The report, published in July and seen by The Independent, states that it is “clear” that Samir will not recover from his disorder “as long as he remains in this environment, regardless of any treatment he can receive”.
Dr Bell said Samir was in the top 5 per cent of most traumatised cases of around 400 refugees he has assessed during his career.
Judge Jackson said the report identified Samir’s current condition and living circumstances “at the very high end of serious and compelling” and gave a “very poor prognosis” for Samir “should those circumstances persist in Greece and he is denied the support of his brother in the UK”.
“I have no hesitation in the present case in accepting on the basis of the evidence before me that there is a disproportionate interference with the applicant’s Article 8 rights,” she added.
Samir’s UK-based solicitor, Rachel Harger of Bindmans Solicitors, told The Independent: “Samir has endured a legal process of over a year before reaching this ruling.

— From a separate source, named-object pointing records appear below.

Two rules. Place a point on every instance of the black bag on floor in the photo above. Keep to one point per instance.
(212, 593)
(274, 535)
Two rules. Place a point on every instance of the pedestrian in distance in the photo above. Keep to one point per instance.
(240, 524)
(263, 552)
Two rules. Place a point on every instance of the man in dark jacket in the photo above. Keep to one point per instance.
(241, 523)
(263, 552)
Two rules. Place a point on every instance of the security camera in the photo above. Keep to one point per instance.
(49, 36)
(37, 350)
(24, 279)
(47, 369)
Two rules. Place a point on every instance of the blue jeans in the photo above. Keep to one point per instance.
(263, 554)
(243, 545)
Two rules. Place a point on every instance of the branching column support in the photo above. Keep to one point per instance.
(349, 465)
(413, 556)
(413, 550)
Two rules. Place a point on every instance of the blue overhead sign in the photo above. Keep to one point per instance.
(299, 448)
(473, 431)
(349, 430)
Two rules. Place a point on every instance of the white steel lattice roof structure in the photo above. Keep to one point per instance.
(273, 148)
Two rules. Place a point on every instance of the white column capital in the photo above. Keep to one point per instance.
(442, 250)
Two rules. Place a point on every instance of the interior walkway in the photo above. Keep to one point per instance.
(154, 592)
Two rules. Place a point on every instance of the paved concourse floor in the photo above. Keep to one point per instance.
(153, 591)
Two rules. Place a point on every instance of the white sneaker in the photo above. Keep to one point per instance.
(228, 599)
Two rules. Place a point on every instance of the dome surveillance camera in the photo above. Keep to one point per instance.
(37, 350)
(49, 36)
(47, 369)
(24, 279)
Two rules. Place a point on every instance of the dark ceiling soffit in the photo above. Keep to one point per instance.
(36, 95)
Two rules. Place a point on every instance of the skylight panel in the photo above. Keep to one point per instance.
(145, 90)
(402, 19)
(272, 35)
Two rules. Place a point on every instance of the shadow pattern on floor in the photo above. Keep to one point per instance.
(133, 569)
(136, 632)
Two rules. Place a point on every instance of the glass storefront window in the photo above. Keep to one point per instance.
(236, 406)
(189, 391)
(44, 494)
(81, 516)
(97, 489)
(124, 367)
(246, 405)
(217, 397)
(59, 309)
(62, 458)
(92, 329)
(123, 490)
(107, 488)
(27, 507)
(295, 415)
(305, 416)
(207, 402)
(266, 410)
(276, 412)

Meanwhile the conditions on Samos are increasingly volatile and dangerous and the burning down of Samir’s tent is just latest example of events which continue to traumatise him.
“The Home Office must now set out what action will be taken to expedite and facilitate Samir’s safe arrival into the UK to be reunited with his brother.”
Beth Gardiner-Smith, chief executive of Safe Passage International, said: “Samir’s struggle to join his brothers demonstrates just how fundamental safe routes to family reunion are for refugee children. Yet this government closed the refugee family reunion route from Europe last year, and now plans to further limit refugee family reunion in their Nationality and Borders Bill.
“As a result, many more children and young people like Samir risk being left alone in squalid camps or pushed to risk their lives in the hands of smugglers, instead of being safely reunited with family so they can rebuild their lives. The government must rethink and act to save lives by opening safe routes and expanding family reunion.”
A Home Office spokesperson said: “Protecting vulnerable children is an absolute priority for the government and in 2019, the UK received more asylum claims from unaccompanied children than any other European country, including Greece.
“As part of our New Plan for Immigration to fix the UK’s broken asylum system, we will continue to welcome people through safe and legal routes and prioritise those most in need.”